Ingredients for 3 servings:
- 1 avocado(s), Hass variety
- 30 g baby spinach
- 25 g dried tomatoes
- 140 g wheat flour or spelt flour type 630
- 1 tsp baking powder
- 100 ml carbonated mineral water
- 75 ml cream, 30%
- 2 eggs, size M
- 3 tbsp sunflower oil
- 1 tsp sesame oil, toasted
- 2 tsp maple syrup
- ½ tsp cumin powder
- ½ tsp smoked paprika powder
- ½ lime(s), zest and juice
- e.g. salt and pepper
- some Crema di Balsamic vinegar for drizzling
- 125 g date tomatoes
- 50 g mango(s), fresh and ripe or frozen
- 2 spring onions
- ½ small chili pepper(s), red
- ½ lime(s), juice
- ½ tsp mint, dried
- Salt
Instructions
Working time approx. 25 minutes; Rest time approx. 30 minutes; Cooking/baking time approx. 40 minutes; Total time approx. 1 hour 35 minutes
vegetarian
Cut the avocado lengthwise, twist the halves together, and remove the pit. Scoop out the flesh with a spoon and place it in a tall container. Rinse the baby spinach, shake dry, and add it to the avocado. Pour the cream into the container along with the sunflower and sesame oils and maple syrup. Rinse and zest the lime in hot water. Add the zest to the container. Halve the lime, squeeze it, and pour half of the juice into the container. Add the ground cumin and smoked paprika, then puree everything with an immersion blender. Finely dice the sun-dried tomatoes and add them to the puree. Add the flour and baking powder along with the carbonated mineral water a spoonful at a time, stirring by hand; do not use the immersion blender. Finally, season generously with salt and pepper. Let the mixture sit for a while so that the sun-dried tomato pieces can absorb some of the moisture.
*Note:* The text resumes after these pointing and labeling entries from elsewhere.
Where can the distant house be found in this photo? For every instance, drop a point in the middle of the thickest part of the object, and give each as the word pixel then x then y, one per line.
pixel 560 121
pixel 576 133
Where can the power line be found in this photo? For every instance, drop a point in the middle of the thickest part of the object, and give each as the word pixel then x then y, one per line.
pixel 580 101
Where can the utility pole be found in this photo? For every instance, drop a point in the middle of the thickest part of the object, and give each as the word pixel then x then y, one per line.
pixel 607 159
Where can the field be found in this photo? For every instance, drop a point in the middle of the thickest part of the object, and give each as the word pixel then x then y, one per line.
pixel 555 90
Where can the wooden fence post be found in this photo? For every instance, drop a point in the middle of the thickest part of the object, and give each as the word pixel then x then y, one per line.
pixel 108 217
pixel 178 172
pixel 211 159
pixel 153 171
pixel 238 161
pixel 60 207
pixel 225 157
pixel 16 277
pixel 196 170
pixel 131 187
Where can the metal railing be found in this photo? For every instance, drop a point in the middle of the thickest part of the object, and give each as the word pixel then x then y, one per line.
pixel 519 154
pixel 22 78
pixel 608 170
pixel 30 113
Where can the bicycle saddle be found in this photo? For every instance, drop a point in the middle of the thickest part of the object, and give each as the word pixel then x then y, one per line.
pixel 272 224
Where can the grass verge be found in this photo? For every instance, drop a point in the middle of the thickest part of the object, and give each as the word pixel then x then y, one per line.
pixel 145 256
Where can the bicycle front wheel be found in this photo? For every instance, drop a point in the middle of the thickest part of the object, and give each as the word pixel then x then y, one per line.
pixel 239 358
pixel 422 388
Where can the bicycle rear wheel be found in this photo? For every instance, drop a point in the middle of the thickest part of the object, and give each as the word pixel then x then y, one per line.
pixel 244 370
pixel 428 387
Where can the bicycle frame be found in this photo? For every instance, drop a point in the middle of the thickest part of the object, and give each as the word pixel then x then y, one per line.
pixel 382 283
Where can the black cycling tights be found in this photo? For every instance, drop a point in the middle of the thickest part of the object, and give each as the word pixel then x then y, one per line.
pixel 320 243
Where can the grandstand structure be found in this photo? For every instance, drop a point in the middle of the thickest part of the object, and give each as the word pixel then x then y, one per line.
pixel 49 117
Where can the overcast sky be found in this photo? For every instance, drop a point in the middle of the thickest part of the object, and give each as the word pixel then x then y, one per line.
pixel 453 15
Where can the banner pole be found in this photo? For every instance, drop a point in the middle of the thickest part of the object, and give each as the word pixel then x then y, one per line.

In the meantime, prepare the salsa. To do this, wash the date tomatoes and cut into pieces, peel and dice the fresh mango, or thaw the frozen mango pieces. Wash and deseed the chili, then slice into rings. Wash the spring onions and slice into rings. Place everything in a bowl, add the dried mint, marinate with the remaining lime juice, and lightly season with salt. Let it marinate until ready to use. Preheat the waffle iron to about 2/3 heat, not full heat. Pour the batter into the waffle iron in portions and cook for about 5-7 minutes, depending on the appliance. The waffle should be lightly browned. When serving, serve the salsa over the waffles and drizzle with a little balsamic vinegar. Notes: Each serving yields about 2 Belgian waffles; the amount may vary for heart-shaped waffles. I recommend the slightly thicker Belgian waffles, as they stay moister. The carbonation in the mineral water creates a fluffy texture during baking, so you shouldn’t let the carbonation escape prematurely when mixing with an immersion blender. The sun-dried tomato pieces add texture to the waffle. If you don’t let the batter rest a bit, the pieces might still be too hard. Of course, you can also add fresh mint to the salsa to taste.